The suggestion that there should be win and your in races throughout the season was put forward two or three years ago and yet, apparently, Aintree and the B.H.A. are still giving it consideration. Woke has won over history, tradition and romance, and when you either ignore one of the three and consign romance to the pages of a Reg Green book on the subject, the race is no longer the Grand National but just another National, albeit a richly endowed long-distance chase.

Brant Dunshea, chief executive of the B.H.A., defended the appalling starts at the Cheltenham Festival by taking the side of the starters and the protocol they have in place. He is quoted as saying ‘if the starter had let them go when the horses were jig-jogging we would have had the Charge of the Light Brigade.’ He is wrong, of course. The two main factors in horses breaking into a canter or jig-jogging was starting a race on a bend and starting a race so far away from the tape, which actually provided the sight of horses galloping past the starter, which Brant Dunshea is against, it seems.

Poniros won the Triumph. I remembered. Finally. He will be interesting to follow, not only at Punchestown but during the coming flat season. One thing is for sure, he will never start 100/1 ever again.

Did anyone watch Nick Luck interviewing Gavin Cromwell last Sunday. Although to be honest, Nick Luck might have been interviewing Inothewayurthinkin given he was in the camera lens the very same amount of time as his trainer. He only went out of shot when he changed from peering over Cromwell’s left shoulder to his right.
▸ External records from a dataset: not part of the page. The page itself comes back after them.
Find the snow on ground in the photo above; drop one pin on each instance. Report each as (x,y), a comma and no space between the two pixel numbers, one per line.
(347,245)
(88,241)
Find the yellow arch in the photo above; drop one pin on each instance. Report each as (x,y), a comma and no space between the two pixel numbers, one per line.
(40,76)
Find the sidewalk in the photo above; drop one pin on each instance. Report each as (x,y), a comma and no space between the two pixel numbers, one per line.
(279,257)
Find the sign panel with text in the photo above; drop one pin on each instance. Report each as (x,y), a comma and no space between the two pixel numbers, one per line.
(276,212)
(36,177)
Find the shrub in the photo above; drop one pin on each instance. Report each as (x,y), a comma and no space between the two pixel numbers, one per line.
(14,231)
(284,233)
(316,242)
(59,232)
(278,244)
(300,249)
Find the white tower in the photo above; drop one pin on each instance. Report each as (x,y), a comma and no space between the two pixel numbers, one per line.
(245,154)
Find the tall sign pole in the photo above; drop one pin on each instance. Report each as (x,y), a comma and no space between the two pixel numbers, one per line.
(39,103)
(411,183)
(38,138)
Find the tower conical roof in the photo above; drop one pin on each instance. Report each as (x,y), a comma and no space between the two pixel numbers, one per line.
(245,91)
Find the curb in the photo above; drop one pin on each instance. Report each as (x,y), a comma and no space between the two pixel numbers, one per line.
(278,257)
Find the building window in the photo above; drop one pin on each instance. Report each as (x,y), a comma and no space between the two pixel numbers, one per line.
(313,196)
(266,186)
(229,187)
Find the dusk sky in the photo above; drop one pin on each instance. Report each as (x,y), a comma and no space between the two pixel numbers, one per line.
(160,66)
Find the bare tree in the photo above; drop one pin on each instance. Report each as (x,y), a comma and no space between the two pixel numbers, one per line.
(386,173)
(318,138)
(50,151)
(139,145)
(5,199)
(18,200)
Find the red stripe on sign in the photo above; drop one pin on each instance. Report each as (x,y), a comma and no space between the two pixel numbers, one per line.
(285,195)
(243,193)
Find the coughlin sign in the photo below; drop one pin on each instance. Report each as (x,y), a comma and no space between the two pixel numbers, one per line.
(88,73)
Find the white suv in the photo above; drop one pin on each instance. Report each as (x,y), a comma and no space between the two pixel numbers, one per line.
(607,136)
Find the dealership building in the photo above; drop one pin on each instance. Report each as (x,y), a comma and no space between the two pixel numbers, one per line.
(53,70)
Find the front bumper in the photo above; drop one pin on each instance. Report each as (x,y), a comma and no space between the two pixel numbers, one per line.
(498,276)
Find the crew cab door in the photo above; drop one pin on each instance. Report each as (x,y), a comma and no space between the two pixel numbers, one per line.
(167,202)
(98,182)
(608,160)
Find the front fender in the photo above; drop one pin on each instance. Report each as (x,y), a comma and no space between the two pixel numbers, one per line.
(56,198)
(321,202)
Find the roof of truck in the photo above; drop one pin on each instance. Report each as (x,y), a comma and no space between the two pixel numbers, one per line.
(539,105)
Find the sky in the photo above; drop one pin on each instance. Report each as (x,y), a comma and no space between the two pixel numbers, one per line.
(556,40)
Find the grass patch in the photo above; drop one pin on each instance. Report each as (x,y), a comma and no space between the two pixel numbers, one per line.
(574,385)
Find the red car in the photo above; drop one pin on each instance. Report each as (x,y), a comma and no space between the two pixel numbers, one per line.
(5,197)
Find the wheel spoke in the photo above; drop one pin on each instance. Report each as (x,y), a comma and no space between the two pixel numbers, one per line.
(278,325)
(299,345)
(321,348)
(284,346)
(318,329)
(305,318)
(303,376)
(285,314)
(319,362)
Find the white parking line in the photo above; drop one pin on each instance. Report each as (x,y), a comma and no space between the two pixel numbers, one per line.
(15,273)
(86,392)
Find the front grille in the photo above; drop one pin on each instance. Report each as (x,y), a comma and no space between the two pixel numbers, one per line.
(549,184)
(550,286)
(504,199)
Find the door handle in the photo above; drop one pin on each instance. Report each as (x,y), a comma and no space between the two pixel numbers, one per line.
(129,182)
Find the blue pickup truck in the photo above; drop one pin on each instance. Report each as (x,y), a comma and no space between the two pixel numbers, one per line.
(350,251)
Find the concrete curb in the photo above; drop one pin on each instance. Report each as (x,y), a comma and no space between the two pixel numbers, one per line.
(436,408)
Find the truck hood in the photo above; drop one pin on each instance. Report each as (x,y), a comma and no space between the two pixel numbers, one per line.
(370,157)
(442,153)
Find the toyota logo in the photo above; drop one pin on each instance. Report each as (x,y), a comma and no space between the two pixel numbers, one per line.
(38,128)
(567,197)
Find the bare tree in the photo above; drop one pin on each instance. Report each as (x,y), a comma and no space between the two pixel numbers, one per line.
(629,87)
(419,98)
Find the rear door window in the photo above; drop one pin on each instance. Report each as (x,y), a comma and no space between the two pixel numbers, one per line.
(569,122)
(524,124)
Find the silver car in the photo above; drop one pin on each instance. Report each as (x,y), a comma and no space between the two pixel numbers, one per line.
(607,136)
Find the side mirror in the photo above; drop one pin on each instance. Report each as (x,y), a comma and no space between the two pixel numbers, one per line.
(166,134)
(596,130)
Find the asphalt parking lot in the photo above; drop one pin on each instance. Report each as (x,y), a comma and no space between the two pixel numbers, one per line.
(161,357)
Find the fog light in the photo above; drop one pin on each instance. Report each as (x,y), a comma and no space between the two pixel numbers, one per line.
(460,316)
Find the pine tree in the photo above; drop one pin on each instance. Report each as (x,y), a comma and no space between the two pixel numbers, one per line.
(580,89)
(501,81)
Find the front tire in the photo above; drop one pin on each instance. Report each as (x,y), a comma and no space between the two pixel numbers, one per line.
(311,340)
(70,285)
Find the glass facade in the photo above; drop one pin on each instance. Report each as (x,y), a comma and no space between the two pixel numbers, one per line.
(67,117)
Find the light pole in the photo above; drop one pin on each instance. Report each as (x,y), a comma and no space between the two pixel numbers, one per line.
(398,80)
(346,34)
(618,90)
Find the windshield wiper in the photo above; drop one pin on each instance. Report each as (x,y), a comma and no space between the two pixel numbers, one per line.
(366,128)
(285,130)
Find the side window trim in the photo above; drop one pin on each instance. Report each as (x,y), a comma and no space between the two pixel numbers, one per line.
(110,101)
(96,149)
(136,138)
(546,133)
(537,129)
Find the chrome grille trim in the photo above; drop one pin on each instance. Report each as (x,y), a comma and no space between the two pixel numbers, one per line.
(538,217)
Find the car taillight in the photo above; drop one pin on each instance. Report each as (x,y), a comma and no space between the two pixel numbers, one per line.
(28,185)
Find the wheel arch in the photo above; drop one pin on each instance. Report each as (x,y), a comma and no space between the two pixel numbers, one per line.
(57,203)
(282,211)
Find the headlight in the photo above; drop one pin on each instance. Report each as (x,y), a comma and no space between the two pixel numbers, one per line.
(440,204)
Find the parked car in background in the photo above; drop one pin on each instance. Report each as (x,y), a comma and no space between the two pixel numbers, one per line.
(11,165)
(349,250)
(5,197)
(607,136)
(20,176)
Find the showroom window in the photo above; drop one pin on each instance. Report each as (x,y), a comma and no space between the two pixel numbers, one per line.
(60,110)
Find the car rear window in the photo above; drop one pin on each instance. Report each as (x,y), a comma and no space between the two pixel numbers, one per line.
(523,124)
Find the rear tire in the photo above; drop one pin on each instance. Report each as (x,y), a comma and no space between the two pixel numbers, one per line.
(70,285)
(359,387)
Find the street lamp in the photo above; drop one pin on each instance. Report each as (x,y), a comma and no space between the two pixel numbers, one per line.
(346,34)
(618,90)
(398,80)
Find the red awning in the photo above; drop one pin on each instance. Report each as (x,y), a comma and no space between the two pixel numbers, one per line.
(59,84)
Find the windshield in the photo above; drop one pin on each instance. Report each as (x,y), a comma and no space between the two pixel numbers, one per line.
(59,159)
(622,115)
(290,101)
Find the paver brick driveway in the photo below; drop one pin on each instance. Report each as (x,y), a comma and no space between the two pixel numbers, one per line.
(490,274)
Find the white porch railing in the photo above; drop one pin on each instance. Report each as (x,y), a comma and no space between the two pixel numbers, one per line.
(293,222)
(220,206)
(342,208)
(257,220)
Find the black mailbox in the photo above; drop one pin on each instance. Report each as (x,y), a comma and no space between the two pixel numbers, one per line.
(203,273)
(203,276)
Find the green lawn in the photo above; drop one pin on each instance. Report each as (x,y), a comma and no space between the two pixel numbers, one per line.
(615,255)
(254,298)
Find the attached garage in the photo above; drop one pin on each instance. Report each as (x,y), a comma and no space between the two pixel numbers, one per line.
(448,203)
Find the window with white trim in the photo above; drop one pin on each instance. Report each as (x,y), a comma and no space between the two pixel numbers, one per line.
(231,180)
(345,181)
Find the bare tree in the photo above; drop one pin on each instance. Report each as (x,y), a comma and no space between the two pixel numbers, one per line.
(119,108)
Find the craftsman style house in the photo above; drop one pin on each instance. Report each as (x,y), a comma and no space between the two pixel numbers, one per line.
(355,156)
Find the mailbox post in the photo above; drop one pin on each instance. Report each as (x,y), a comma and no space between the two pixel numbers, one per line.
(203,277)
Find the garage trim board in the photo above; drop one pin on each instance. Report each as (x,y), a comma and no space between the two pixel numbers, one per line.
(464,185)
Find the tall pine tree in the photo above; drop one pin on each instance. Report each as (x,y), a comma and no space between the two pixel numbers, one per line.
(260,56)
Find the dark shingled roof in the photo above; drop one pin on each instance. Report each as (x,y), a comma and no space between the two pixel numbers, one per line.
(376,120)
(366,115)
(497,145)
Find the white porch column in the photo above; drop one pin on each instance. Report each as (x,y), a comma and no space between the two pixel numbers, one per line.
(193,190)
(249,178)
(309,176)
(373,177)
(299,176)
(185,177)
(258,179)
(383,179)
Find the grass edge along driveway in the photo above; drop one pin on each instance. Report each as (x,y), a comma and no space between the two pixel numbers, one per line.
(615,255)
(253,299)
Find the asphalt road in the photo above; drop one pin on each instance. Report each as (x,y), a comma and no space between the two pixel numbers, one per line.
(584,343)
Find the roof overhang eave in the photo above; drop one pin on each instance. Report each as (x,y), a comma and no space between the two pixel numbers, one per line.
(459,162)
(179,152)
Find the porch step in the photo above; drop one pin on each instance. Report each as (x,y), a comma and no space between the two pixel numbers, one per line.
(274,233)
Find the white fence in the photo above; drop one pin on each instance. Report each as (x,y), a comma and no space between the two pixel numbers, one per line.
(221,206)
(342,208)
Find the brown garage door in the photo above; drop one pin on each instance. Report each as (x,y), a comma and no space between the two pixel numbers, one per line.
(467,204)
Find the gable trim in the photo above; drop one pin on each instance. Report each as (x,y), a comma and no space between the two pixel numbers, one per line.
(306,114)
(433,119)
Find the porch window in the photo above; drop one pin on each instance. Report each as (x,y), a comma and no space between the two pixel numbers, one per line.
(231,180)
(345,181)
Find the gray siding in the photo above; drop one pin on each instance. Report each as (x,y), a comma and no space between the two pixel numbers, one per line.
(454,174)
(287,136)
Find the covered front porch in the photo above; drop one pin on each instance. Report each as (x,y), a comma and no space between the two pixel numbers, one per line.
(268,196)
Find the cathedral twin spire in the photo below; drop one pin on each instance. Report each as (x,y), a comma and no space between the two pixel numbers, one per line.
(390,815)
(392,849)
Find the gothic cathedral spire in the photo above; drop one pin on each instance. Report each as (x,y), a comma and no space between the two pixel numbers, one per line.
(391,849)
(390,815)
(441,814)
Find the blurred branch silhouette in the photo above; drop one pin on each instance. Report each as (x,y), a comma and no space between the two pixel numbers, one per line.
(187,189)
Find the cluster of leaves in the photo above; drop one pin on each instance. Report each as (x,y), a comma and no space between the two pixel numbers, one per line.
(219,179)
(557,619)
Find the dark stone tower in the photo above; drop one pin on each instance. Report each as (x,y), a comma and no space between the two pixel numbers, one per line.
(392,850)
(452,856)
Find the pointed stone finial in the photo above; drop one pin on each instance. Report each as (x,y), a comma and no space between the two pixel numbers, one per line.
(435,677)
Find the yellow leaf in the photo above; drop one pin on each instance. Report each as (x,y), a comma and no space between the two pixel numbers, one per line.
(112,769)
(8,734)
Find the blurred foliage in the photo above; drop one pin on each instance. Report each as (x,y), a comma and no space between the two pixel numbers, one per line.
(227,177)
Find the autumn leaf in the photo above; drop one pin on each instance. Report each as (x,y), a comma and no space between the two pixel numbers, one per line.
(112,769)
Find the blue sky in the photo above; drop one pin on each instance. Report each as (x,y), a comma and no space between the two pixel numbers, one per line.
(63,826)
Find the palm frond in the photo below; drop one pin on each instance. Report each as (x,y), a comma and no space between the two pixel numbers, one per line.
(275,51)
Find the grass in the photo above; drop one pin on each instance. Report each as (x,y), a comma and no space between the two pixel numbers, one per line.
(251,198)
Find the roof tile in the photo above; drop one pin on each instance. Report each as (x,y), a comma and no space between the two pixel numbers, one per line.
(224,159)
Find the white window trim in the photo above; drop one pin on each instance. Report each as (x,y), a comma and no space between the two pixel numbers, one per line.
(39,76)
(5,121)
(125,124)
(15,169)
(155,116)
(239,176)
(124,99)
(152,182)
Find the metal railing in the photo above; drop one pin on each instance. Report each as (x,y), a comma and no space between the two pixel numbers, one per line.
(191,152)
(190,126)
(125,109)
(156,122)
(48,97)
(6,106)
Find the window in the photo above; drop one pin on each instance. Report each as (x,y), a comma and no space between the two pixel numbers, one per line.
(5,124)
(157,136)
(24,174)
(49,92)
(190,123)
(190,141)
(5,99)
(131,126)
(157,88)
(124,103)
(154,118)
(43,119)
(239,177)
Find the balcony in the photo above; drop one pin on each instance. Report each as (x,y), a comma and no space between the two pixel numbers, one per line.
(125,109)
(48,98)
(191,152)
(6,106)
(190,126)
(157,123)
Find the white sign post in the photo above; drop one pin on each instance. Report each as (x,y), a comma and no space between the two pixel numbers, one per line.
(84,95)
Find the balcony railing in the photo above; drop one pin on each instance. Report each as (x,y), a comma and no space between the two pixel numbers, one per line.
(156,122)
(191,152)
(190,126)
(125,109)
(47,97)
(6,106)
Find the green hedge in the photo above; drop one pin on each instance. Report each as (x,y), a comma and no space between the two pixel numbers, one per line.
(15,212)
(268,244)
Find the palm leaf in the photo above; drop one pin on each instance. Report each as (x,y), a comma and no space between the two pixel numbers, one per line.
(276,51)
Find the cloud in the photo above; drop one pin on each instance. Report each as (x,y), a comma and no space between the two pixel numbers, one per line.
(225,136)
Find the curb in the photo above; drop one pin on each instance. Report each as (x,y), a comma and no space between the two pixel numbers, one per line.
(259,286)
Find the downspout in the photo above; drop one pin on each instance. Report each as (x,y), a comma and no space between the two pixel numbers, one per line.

Even when the trainer took himself out of Inothewayurthinking’s stable, the horse followed him to take up position once more on Cromwell’s shoulder.
The horse looked wonderfully well, very pleased with himself indeed. And, no, I still have no liking for his name, Gold Cup winner or not!

Finally, some perspective on last Tuesday’s attendance of 55,498. In 1985, the day See You Then won his first of three Champion Hurdles, a record attendance for a Tuesday was set at 27,880. Yes, back then, everyone was happy to get north of 25,000!